I thought this book was one of the best books I’ve ever read… I recommend this book to people of all ages…
– A reader from Ohio, on Amazon.com

Excerpt:

The Monday after the party, when I came down the ramp into the schoolyard after lunch, Cary called my name. He was near the handball courts, flipping baseball cards with a kid from another class. He asked if I had any cards on me. I always keep a few in my coat pocket to study statistics, but only the best ones, the players whose statistics you would care about, not the kind you gamble away. I didn’t want to seem afraid of losing, though, so I said, “I’ve got some.” He said, “Let’s flip.”

Cary had his own technique for flipping cards. He swung his arm back and forth in a relaxed way and then just let the card go twirling down to the ground. I had never believed that you could really control fronts or backs, but I found out I was wrong.

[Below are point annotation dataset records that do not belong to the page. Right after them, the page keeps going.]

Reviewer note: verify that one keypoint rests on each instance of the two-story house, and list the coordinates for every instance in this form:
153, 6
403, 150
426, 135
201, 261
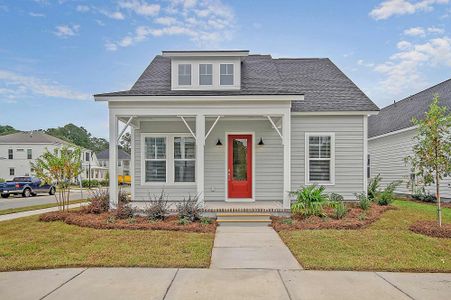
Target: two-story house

My first flip landed with the back up, unlike his. Goodbye, Whitey Ford.

As Cary bent to pick up the cards, he asked, “Are you still planning to ask Lily out?”

All I had to do was say, “Naw, she’s just an old friend,” and I would save myself a lot of pain. If I didn’t give up, I knew he would find a thousand ways to embarrass me in front of Lily. And what chance did I have against him anyway?

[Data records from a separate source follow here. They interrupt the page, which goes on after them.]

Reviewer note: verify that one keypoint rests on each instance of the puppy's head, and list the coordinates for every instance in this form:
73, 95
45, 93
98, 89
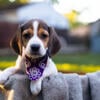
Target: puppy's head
34, 38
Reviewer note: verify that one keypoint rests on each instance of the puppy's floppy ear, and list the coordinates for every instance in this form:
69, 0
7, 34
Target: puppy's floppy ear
16, 42
54, 43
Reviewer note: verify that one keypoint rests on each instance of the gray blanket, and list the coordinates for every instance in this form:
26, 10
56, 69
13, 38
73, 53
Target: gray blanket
59, 87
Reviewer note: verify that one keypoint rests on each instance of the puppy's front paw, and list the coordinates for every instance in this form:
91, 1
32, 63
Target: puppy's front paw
35, 87
3, 78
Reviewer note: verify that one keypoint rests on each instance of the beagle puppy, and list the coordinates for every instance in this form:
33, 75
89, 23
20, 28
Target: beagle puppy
35, 43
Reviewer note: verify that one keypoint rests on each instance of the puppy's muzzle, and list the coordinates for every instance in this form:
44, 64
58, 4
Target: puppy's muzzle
35, 48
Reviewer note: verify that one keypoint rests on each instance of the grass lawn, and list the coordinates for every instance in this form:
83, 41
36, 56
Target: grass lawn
65, 62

But I didn’t want to give up. I didn’t want to lose Lily, and also I had my pride. So I said, “Yeah, I am.”

“Because you should know, this is serious for me. I really like her.”

“So do I.”

He let out a hoarse, nervous laugh, but didn’t say anything else.

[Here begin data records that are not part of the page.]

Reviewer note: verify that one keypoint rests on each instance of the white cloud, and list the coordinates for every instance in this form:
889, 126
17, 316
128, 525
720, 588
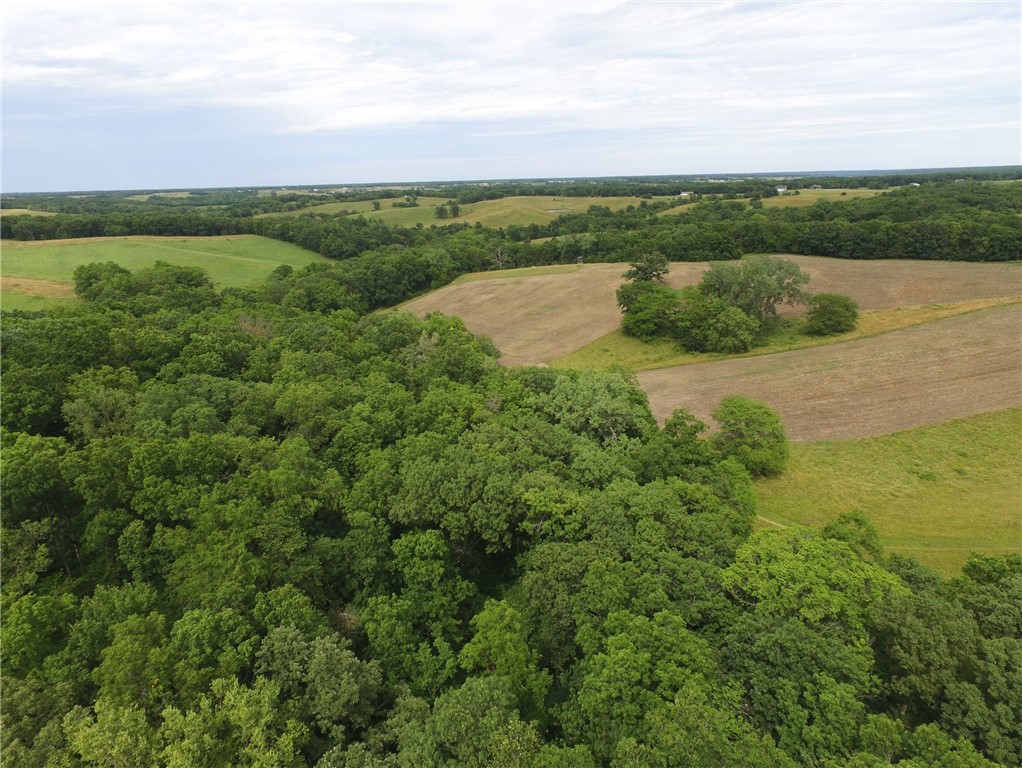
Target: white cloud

In the time it took to have our short conversation, he won not only my Whitey Ford, but also Maury Wills, Tony Kubek and Harmon Killebrew. He just put them in his pocket and walked away. That gave me a rough idea of what to expect from then on.

Comments:

Turning the aches and triumphs of childhood into a story more than thirty years after the fact turned out to be a more complicated task than I expected.

I had wanted to write about sixth grade for a long time, because the memories meant so much to me. This was the turning point in my life: the moment when a demanding teacher encouraged me.

There were so many stories to tell, I didn’t know where to start. Sitting down with my class picture one night, I typed everything I could remember about each person: their nicknames, their talents, their witticisms, what their homes looked like.

In order to fit all of these stories in, I wrote the book as an epic the first time around, with multiple plots and a full class of thirty-one students. An editor pointed out, though, that I had put in far too much stuff. So I revised: cutting out whole subplots and developing other parts of the story more fully.

In the course of writing the book, I replaced certain true but dull details with more interesting fictions. For example, the sweet girl I had a crush on in sixth grade was Jewish, like almost everyone else in my neighborhood; I made her Chinese-American.

One of the most important parts of 6-321 is the narrator’s voice. In order to make Marc Chaikin sound real, I went back to the papers I’d saved from sixth grade: homework, school newspaper articles, and my scrapbook. Marc’s storytelling doesn’t sound quite as clumsy as my own writing at his age, but I did use certain phrases that popped up repeatedly. (In my scrapbook, especially, I affected a lofty disdain for everything, and described whatever I didn’t admire as garbage.)

You wouldn’t think that writing your own history would require research, but I spent many hours in the library, taking notes on which news stories happened when, and what ads were out that year, and even what topics were covered in the New York City curricula for sixth grade. All of these pieces of information stirred up memories and enriched the story. And, really, it was fun to dive back into the past that way, and to discover that, in every issue of Time magazine, there were news events that I vividly remembered.

The simple point of all this is that much more goes into telling an autobiographical story than it may seem.